What they don't know is how these materials will act in combination: Will the resulting composite retain the desirable structures and properties of its individual ingredients? Will the ingredients influence each other – for good or ill? And how can she tell what's really going on?
That's where Beam Line 11-3 at SLAC's Stanford Synchrotron Radiation Lightsource (SSRL) comes in.
"11-3 is a really important beamline for us when we're developing a new material," Llordés said. "It allows a quick but detailed evaluation of the crystalline structure of thin films."
Take, for example, one of their latest discoveries: a new type of transparent smart film that can be applied to a pane of window glass to control the amount of sunlight or heat that enters a room, thereby cutting electricity costs. These films have "electrochromic" properties, meaning the amount of sunlight they let through can be changed by applying a voltage. The ability to selectively filter different wavelengths of light is a new – and hard-won – development in what's called "smart window" technology.
Llordés and her co-workers created this particular film by combining nanocrystals of tin-doped indium oxide (ITO), which absorbs infrared energy, with niobium oxide glass, which screens visible light.
What was surprising, she said, was the synergy between the two materials. "When the ITO nanocrystals bond to the glassy niobium oxide, you get better properties that you'd expect," she said. In particular, the niobium oxide is much improved as a window coating – it's five times better at blocking light than niobium oxide without nanocrystals. In addition, the composite material stands up better to repeated on-off cycles.

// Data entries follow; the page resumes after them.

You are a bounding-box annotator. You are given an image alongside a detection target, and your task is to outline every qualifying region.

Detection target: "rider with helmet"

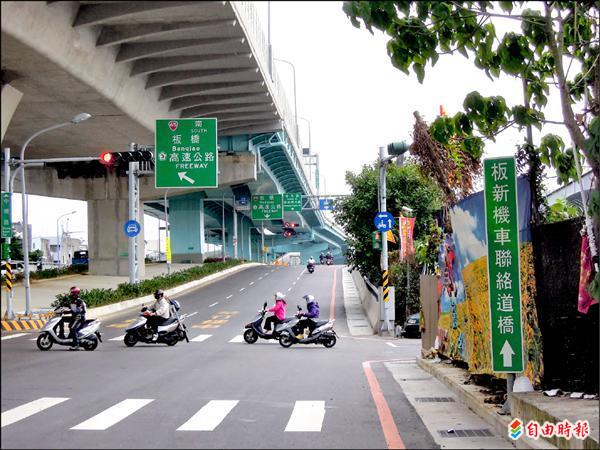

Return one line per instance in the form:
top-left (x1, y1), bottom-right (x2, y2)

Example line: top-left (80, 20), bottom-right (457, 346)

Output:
top-left (68, 286), bottom-right (87, 350)
top-left (307, 256), bottom-right (316, 265)
top-left (264, 292), bottom-right (287, 335)
top-left (147, 289), bottom-right (171, 341)
top-left (296, 294), bottom-right (320, 337)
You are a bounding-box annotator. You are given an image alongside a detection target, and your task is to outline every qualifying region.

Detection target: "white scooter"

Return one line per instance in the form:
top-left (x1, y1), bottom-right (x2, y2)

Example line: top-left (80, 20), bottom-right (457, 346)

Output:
top-left (124, 300), bottom-right (189, 347)
top-left (37, 306), bottom-right (102, 351)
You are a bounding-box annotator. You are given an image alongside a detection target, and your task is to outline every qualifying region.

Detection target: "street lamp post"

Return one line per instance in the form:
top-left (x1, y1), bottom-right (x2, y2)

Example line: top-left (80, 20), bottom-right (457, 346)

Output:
top-left (273, 58), bottom-right (299, 147)
top-left (19, 112), bottom-right (91, 315)
top-left (56, 211), bottom-right (76, 268)
top-left (298, 116), bottom-right (311, 149)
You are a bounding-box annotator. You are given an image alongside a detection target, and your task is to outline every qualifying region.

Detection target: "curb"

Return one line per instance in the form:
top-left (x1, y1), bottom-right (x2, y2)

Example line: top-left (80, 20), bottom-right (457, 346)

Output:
top-left (87, 262), bottom-right (264, 321)
top-left (416, 357), bottom-right (557, 450)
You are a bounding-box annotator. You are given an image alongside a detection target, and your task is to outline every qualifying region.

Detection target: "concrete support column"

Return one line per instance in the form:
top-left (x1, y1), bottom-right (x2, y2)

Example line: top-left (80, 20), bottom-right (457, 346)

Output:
top-left (199, 197), bottom-right (206, 262)
top-left (170, 192), bottom-right (204, 263)
top-left (1, 84), bottom-right (23, 142)
top-left (88, 183), bottom-right (145, 277)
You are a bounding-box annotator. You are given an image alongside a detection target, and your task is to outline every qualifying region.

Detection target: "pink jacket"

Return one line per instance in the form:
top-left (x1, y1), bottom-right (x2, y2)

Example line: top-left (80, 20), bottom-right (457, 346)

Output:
top-left (268, 299), bottom-right (287, 320)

But why the big improvement? And what nanocrystal-in-glass recipe resulted in the best film?
To find out, Llordés used a technique called grazing incidence X-ray diffraction at Beam Line 11-3 to study the structures of films that had been processed at temperatures ranging from 400°C to 650°C. She discovered that the film with the best qualities forms between 400°C and 500°C.

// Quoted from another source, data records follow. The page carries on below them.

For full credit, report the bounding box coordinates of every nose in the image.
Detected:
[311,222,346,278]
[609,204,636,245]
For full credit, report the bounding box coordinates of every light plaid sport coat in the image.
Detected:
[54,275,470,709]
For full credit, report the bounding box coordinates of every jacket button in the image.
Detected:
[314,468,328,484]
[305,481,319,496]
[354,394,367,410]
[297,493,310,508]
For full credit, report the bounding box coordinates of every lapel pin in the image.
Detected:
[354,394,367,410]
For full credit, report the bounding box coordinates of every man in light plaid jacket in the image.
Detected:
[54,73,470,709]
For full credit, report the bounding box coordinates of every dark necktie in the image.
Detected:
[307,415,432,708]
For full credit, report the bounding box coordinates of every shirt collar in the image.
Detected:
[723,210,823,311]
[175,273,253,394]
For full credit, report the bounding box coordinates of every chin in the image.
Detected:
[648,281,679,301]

She also discovered the film is a glassy matrix that actually incorporates the ITO nanocrystals into its structure, instead of simply trapping them as impurities. The glass molecules bond with the nanocrystals, changing the structure of the glass and affecting its properties. It's this bond that makes the whole of the film so dramatically better than the sum of its parts.
"The work on 11-3 helped us prove we had a very unique composite material," Llordés said, and during her most recent trip to the beamline, she investigated materials that are even easier and more energy-efficient to produce.
Finding new, useful materials that are energy-efficient to produce is her driving interest, said Llordés, Beamline 11-3 helps her do that.
But SSRL has another meaning for the native Spaniard, as well.
"When I first came here three years ago, the people at SSRL were very helpful and welcoming," she said. "They explained how to run the experiments, and they were always open, fun and ready to talk science.
"I'm always happy when I need to come to SSRL."